Creach illuminait mon chemin. Tous les rochers qui ressemblaient à des crânes d’éléphants polis par l’usure et à des squelettes d’animaux préhistoriques, reprenaient figure et s’emplissaient de vie quand le coup de lumière les balayait. Au milieu d’eux se dressait un moine blême, émacié, qui levait le bras et prêchait les squelettes : « Il n’est pas encore trop tard, ô sauriens ! » Chaque nuit il était là qui prêchait ; le jour, il n’était rien qu’un bloc de roche ordinaire. Moi aussi, il me prêchait, quand je passais devant lui : « Ce qui est vrai pour les sauriens, est vrai pour toi aussi ! » Et il se tournait vers moi, le bras levé : « Il n’est pas encore trop tard, païen ! » La « Villa des Tempêtes » elle-même avait l’air d’un crâne blanchi dont le nez rongé était ma seule entrée.

C’était autrefois une maison de veilleur, mais elle appartenait maintenant à Joël, le marchand, collectionneur de vieilles bicoques qu’il décorait de noms pompeux : « Villa des Tempêtes », « Sanssouci », « Louis XVI ».

Je déballai mes poissons, les écaillai, et les fis griller sur un petit feu dans un papier largement enduit de beurre. Du foie, je fis une sauce avec du beurre, du sel et du vinaigre.
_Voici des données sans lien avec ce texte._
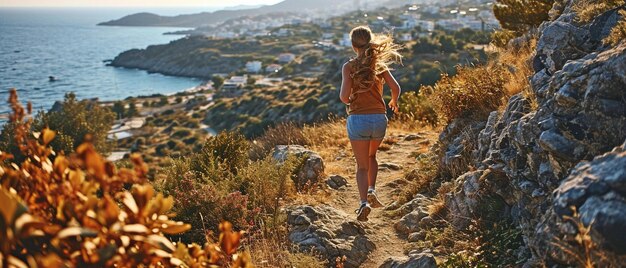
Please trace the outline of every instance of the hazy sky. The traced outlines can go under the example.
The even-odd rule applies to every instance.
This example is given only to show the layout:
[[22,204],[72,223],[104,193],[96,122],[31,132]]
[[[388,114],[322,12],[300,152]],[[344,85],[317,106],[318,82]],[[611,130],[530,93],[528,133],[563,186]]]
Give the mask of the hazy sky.
[[0,7],[224,7],[275,4],[282,0],[0,0]]

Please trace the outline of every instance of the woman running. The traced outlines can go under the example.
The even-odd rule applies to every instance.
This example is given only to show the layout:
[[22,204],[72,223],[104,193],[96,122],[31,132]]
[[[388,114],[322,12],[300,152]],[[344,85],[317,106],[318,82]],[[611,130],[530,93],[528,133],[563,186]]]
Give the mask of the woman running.
[[378,161],[376,152],[387,131],[387,108],[383,86],[391,88],[389,108],[398,112],[400,85],[391,75],[389,65],[401,63],[399,45],[389,35],[374,35],[365,26],[350,32],[352,48],[357,54],[343,65],[340,98],[348,108],[348,137],[356,158],[356,180],[361,202],[357,220],[367,221],[372,208],[383,207],[376,196]]

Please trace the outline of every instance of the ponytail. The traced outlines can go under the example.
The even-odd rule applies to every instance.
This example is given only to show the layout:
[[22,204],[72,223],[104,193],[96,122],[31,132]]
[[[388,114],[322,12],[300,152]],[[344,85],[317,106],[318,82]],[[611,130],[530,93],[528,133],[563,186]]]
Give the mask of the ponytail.
[[[367,27],[357,27],[350,33],[352,44],[364,50],[353,60],[352,94],[368,92],[376,83],[380,83],[380,75],[390,71],[389,65],[402,64],[402,55],[398,52],[402,47],[393,43],[390,34],[374,35]],[[368,40],[369,39],[369,40]]]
Et puis nous avions encore quelques petites pommes de terre. Princier !

Les appartements de la « Villa des Tempêtes » consistaient en une seule et unique petite pièce dont la moitié était prise par une informe cheminée, noire de suie, qui aurait presque pu m’engloutir. J’aimais à m’asseoir là-devant et à regarder le feu.

Les poissons grésillaient et dehors vacarmait la mer. J’avais l’ouïe fine et aiguisée et je distinguais individuellement chaque lame. Avide et sauvage, le courant se ruait contre les écueils ; dans le lointain, j’entendais gronder à intervalles réguliers, comme si des tuyaux de bronze roulaient à la côte. C’était le jusant dans la baie. Et à travers ce bruit, je percevais un lointain crépitement de feu de salve. C’était la mer à Creach. Elle avait broyé les rochers en débris et chaque lame montante et descendante roulait ces boulets de cent kilos. Mais ces éclatements et ces craquements et ces cris, qu’était-ce donc ? Non, je n’ouvrais plus la porte. Je ne voyais plus de noires carcasses de vaisseaux émerger et disparaître, je n’entendais plus crier des gens qui se noient. C’étaient les sombres écueils qui dansaient làbas, et je savais aussi d’où venaient les cris. C’était l’eau qui criait, le vent. Les pierres criaient.

Un heurt à la porte. Je ne me retournais pas. Qui pourrait venir ? Le vent pleurait à la lucarne, il pleurait d’une douleur qui n’a rien de banal, d’une douleur de choix capable de briser le cœur d’un saint. Puis il riait d’un petit rire insensé… et il était parti.

J’étais assis devant mon petit feu et je fumais ma pipe. « Hé, Poupoule, vieux camarade ! » dis-je en lui grattant la tête. Qu’était-il arrivé ? Rien. Mais il y avait dans l’air comme une odeur d’aventures.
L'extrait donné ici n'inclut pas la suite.